Re: [PATCH v4 03/30] KVM: x86/mmu: Formalize TDP MMU's (unintended?) deferred TLB flush logic

From: Mingwei Zhang
Date: Thu Mar 03 2022 - 18:39:40 EST


On Thu, Mar 03, 2022, Paolo Bonzini wrote:
> From: Sean Christopherson <seanjc@xxxxxxxxxx>
>
> Explicitly ignore the result of zap_gfn_range() when putting the last
> reference to a TDP MMU root, and add a pile of comments to formalize the
> TDP MMU's behavior of deferring TLB flushes to alloc/reuse.
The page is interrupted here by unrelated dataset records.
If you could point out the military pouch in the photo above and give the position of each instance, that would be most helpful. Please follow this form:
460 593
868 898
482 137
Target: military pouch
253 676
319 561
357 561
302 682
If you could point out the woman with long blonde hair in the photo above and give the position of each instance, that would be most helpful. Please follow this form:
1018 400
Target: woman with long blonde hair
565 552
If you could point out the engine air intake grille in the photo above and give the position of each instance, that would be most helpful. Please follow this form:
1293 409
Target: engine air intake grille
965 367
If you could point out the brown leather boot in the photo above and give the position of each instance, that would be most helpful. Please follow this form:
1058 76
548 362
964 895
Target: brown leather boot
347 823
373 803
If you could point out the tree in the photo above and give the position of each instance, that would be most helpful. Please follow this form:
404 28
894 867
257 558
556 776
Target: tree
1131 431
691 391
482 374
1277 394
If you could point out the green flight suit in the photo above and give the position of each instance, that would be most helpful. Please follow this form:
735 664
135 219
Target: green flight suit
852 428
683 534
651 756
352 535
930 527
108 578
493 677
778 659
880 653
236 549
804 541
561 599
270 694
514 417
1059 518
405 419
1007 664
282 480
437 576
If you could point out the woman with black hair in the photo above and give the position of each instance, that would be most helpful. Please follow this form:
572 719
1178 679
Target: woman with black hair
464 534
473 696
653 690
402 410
Note, this
> only affects the !shared case, as zap_gfn_range() subtly never returns
> true for "flush" as the flush is handled by tdp_mmu_zap_spte_atomic().
>
> Putting the root without a flush is ok because even if there are stale
> references to the root in the TLB, they are unreachable because KVM will
> not run the guest with the same ASID without first flushing (where ASID
> in this context refers to both SVM's explicit ASID and Intel's implicit
> ASID that is constructed from VPID+PCID+EPT4A+etc...).
>
> Signed-off-by: Sean Christopherson <seanjc@xxxxxxxxxx>
> Message-Id: <20220226001546.360188-5-seanjc@xxxxxxxxxx>
> Reviewed-by: Mingwei Zhang <mizhang@xxxxxxxxxx>
> Signed-off-by: Paolo Bonzini <pbonzini@xxxxxxxxxx>
> ---
> arch/x86/kvm/mmu/mmu.c | 8 ++++++++
> arch/x86/kvm/mmu/tdp_mmu.c | 10 +++++++++-
> 2 files changed, 17 insertions(+), 1 deletion(-)
>
> diff --git a/arch/x86/kvm/mmu/mmu.c b/arch/x86/kvm/mmu/mmu.c
> index 32c041ed65cb..9a6df2d02777 100644
> --- a/arch/x86/kvm/mmu/mmu.c
> +++ b/arch/x86/kvm/mmu/mmu.c
> @@ -5083,6 +5083,14 @@ int kvm_mmu_load(struct kvm_vcpu *vcpu)
> kvm_mmu_sync_roots(vcpu);
>
> kvm_mmu_load_pgd(vcpu);
> +
> + /*
> + * Flush any TLB entries for the new root, the provenance of the root
> + * is unknown. Even if KVM ensures there are no stale TLB entries
> + * for a freed root, in theory another hypervisor could have left
> + * stale entries. Flushing on alloc also allows KVM to skip the TLB
> + * flush when freeing a root (see kvm_tdp_mmu_put_root()).
> + */
> static_call(kvm_x86_flush_tlb_current)(vcpu);
> out:
> return r;
> diff --git a/arch/x86/kvm/mmu/tdp_mmu.c b/arch/x86/kvm/mmu/tdp_mmu.c
> index b97a4125feac..921fa386df99 100644
> --- a/arch/x86/kvm/mmu/tdp_mmu.c
> +++ b/arch/x86/kvm/mmu/tdp_mmu.c
> @@ -93,7 +93,15 @@ void kvm_tdp_mmu_put_root(struct kvm *kvm, struct kvm_mmu_page *root,
> list_del_rcu(&root->link);
> spin_unlock(&kvm->arch.tdp_mmu_pages_lock);
>
> - zap_gfn_range(kvm, root, 0, -1ull, false, false, shared);
> + /*
> + * A TLB flush is not necessary as KVM performs a local TLB flush when
> + * allocating a new root (see kvm_mmu_load()), and when migrating vCPU
> + * to a different pCPU. Note, the local TLB flush on reuse also
> + * invalidates any paging-structure-cache entries, i.e. TLB entries for
> + * intermediate paging structures, that may be zapped, as such entries
> + * are associated with the ASID on both VMX and SVM.
> + */
> + (void)zap_gfn_range(kvm, root, 0, -1ull, false, false, shared);

Discussed offline with Sean. Now I get myself comfortable with the style
of mmu with multiple 'roots' and leaving TLB unflushed for invalidated
roots.

I guess one minor improvement on the comment could be:

"A TLB flush is not necessary as each vCPU performs a local TLB flush
when allocating or assigning a new root (see kvm_mmu_load()), and when
migrating to a different pCPU."

The above could be better since "KVM performs a local TLB flush" makes
readers think why we miss the 'remote' TLB flushes?
>
> call_rcu(&root->rcu_head, tdp_mmu_free_sp_rcu_callback);
> }
> --
> 2.31.1
>
>